Arms of Alexander Stewart of Bonkyll: Gold, a fess chequy blue mid silver, surmounted by a red bend charged with three gold buckles.

Alexander Stewart of Bonkyll (c.1271 – 1319) was a Scottish nobleman. He was the eldest son of Sir John Stewart (d. 1298), and the father of John Stewart, 1st Earl of Angus.

==Family==
Alexander was the first cousin of Walter the Steward, father of King Robert II of Scotland, and of Sir James Douglas, two of the most important commanders during the First War of Scottish Independence. He was also the brother-in-law of Thomas Randolph, 1st Earl of Moray, nephew of King Robert I of Scotland. His mother was Margaret de Bonkyl, the daughter of Sir Alexander de Bonkyl of that Ilk.
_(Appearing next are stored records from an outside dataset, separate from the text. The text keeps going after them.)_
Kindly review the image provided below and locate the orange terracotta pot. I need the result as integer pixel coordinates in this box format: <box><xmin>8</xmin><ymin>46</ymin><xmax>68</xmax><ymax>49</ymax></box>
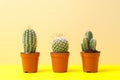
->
<box><xmin>50</xmin><ymin>52</ymin><xmax>69</xmax><ymax>72</ymax></box>
<box><xmin>21</xmin><ymin>52</ymin><xmax>40</xmax><ymax>73</ymax></box>
<box><xmin>81</xmin><ymin>52</ymin><xmax>100</xmax><ymax>73</ymax></box>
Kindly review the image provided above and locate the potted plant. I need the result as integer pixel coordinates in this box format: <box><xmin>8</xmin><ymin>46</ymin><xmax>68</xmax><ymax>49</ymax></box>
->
<box><xmin>21</xmin><ymin>28</ymin><xmax>40</xmax><ymax>73</ymax></box>
<box><xmin>81</xmin><ymin>31</ymin><xmax>100</xmax><ymax>73</ymax></box>
<box><xmin>50</xmin><ymin>36</ymin><xmax>70</xmax><ymax>72</ymax></box>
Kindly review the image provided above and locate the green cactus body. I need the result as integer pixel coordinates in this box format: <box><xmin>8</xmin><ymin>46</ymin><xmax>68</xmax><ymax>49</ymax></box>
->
<box><xmin>90</xmin><ymin>39</ymin><xmax>96</xmax><ymax>51</ymax></box>
<box><xmin>52</xmin><ymin>37</ymin><xmax>69</xmax><ymax>53</ymax></box>
<box><xmin>82</xmin><ymin>38</ymin><xmax>89</xmax><ymax>51</ymax></box>
<box><xmin>23</xmin><ymin>29</ymin><xmax>36</xmax><ymax>53</ymax></box>
<box><xmin>85</xmin><ymin>31</ymin><xmax>93</xmax><ymax>41</ymax></box>
<box><xmin>81</xmin><ymin>31</ymin><xmax>97</xmax><ymax>52</ymax></box>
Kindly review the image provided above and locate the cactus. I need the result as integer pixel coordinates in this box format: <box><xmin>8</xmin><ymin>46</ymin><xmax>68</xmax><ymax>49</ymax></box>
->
<box><xmin>85</xmin><ymin>31</ymin><xmax>93</xmax><ymax>41</ymax></box>
<box><xmin>52</xmin><ymin>37</ymin><xmax>69</xmax><ymax>53</ymax></box>
<box><xmin>23</xmin><ymin>28</ymin><xmax>37</xmax><ymax>53</ymax></box>
<box><xmin>81</xmin><ymin>31</ymin><xmax>97</xmax><ymax>52</ymax></box>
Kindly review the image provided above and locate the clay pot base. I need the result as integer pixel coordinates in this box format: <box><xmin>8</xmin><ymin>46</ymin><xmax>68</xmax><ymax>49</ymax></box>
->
<box><xmin>85</xmin><ymin>70</ymin><xmax>98</xmax><ymax>73</ymax></box>
<box><xmin>81</xmin><ymin>52</ymin><xmax>100</xmax><ymax>73</ymax></box>
<box><xmin>50</xmin><ymin>52</ymin><xmax>69</xmax><ymax>73</ymax></box>
<box><xmin>23</xmin><ymin>69</ymin><xmax>37</xmax><ymax>73</ymax></box>
<box><xmin>21</xmin><ymin>52</ymin><xmax>40</xmax><ymax>73</ymax></box>
<box><xmin>24</xmin><ymin>71</ymin><xmax>37</xmax><ymax>73</ymax></box>
<box><xmin>54</xmin><ymin>71</ymin><xmax>67</xmax><ymax>73</ymax></box>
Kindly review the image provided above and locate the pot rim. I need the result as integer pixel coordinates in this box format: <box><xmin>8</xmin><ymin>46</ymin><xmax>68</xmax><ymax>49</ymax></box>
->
<box><xmin>21</xmin><ymin>52</ymin><xmax>40</xmax><ymax>54</ymax></box>
<box><xmin>50</xmin><ymin>52</ymin><xmax>69</xmax><ymax>54</ymax></box>
<box><xmin>81</xmin><ymin>51</ymin><xmax>100</xmax><ymax>54</ymax></box>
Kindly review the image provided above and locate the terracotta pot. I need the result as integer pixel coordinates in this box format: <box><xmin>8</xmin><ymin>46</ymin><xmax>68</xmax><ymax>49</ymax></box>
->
<box><xmin>21</xmin><ymin>52</ymin><xmax>40</xmax><ymax>73</ymax></box>
<box><xmin>50</xmin><ymin>52</ymin><xmax>69</xmax><ymax>72</ymax></box>
<box><xmin>81</xmin><ymin>52</ymin><xmax>100</xmax><ymax>73</ymax></box>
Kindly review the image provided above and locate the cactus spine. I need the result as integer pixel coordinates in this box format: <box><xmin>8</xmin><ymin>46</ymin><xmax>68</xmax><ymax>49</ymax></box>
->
<box><xmin>81</xmin><ymin>31</ymin><xmax>97</xmax><ymax>52</ymax></box>
<box><xmin>52</xmin><ymin>37</ymin><xmax>69</xmax><ymax>53</ymax></box>
<box><xmin>23</xmin><ymin>29</ymin><xmax>37</xmax><ymax>53</ymax></box>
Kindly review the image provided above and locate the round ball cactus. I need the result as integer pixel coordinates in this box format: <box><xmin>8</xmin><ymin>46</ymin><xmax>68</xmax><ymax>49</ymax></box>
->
<box><xmin>52</xmin><ymin>37</ymin><xmax>69</xmax><ymax>53</ymax></box>
<box><xmin>23</xmin><ymin>29</ymin><xmax>37</xmax><ymax>53</ymax></box>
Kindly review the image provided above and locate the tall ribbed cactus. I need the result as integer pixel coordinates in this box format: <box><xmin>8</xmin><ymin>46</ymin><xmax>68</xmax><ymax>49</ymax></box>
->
<box><xmin>81</xmin><ymin>31</ymin><xmax>97</xmax><ymax>52</ymax></box>
<box><xmin>23</xmin><ymin>29</ymin><xmax>37</xmax><ymax>53</ymax></box>
<box><xmin>52</xmin><ymin>37</ymin><xmax>69</xmax><ymax>53</ymax></box>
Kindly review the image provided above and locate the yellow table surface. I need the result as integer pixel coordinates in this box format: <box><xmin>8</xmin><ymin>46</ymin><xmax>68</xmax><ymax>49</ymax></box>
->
<box><xmin>0</xmin><ymin>65</ymin><xmax>120</xmax><ymax>80</ymax></box>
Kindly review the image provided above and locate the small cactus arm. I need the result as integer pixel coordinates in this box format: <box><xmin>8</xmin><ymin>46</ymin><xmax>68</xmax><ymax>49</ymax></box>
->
<box><xmin>81</xmin><ymin>38</ymin><xmax>89</xmax><ymax>52</ymax></box>
<box><xmin>90</xmin><ymin>39</ymin><xmax>96</xmax><ymax>51</ymax></box>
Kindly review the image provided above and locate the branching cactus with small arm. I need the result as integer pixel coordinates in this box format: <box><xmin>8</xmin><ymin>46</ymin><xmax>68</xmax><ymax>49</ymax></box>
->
<box><xmin>81</xmin><ymin>31</ymin><xmax>98</xmax><ymax>52</ymax></box>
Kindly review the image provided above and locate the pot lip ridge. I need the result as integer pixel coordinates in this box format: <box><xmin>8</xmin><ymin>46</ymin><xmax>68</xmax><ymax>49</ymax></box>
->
<box><xmin>80</xmin><ymin>51</ymin><xmax>100</xmax><ymax>54</ymax></box>
<box><xmin>50</xmin><ymin>52</ymin><xmax>69</xmax><ymax>54</ymax></box>
<box><xmin>21</xmin><ymin>52</ymin><xmax>40</xmax><ymax>54</ymax></box>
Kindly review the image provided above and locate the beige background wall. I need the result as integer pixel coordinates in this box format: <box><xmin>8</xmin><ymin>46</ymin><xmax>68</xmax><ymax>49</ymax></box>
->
<box><xmin>0</xmin><ymin>0</ymin><xmax>120</xmax><ymax>64</ymax></box>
Alexander's wife was Jean Fitz James [Jean's surname should be "fitz Alexander" as the custom was "fitz" (daughter of) or "Fitz" (son of) then the father's Christian name in this case "Alexander" hence "Jean fitz Alexander"], daughter of Alexander Fitz James, with whom he had two children, a son and heir, John Stewart, and a daughter, Isabella Stewart, who married Domhnall II, Earl of Mar.

==Life==
His father had been one of the strongest supporters of the exiled John Balliol and was killed at the Battle of Falkirk. After the disaster at Falkirk William Wallace resigned as Guardian of Scotland and was replaced by John Comyn, nephew of the exiled Balliol. After Comyn achieved some notable success fighting against the English a quarrel broke out between Comyn and his rival Robert the Bruce over their competing rights to the throne. During a meeting between the two sides at Dumfries in 1306, Comyn was fatally stabbed by Bruce and his supporters and the War of Independence now became a civil war. Because of his father's long allegiance to King John, Alexander fought under John MacDougall of Lorn against Bruce but was captured by his cousin James Douglas in 1308 and was given a royal pardon. He died circa 1319.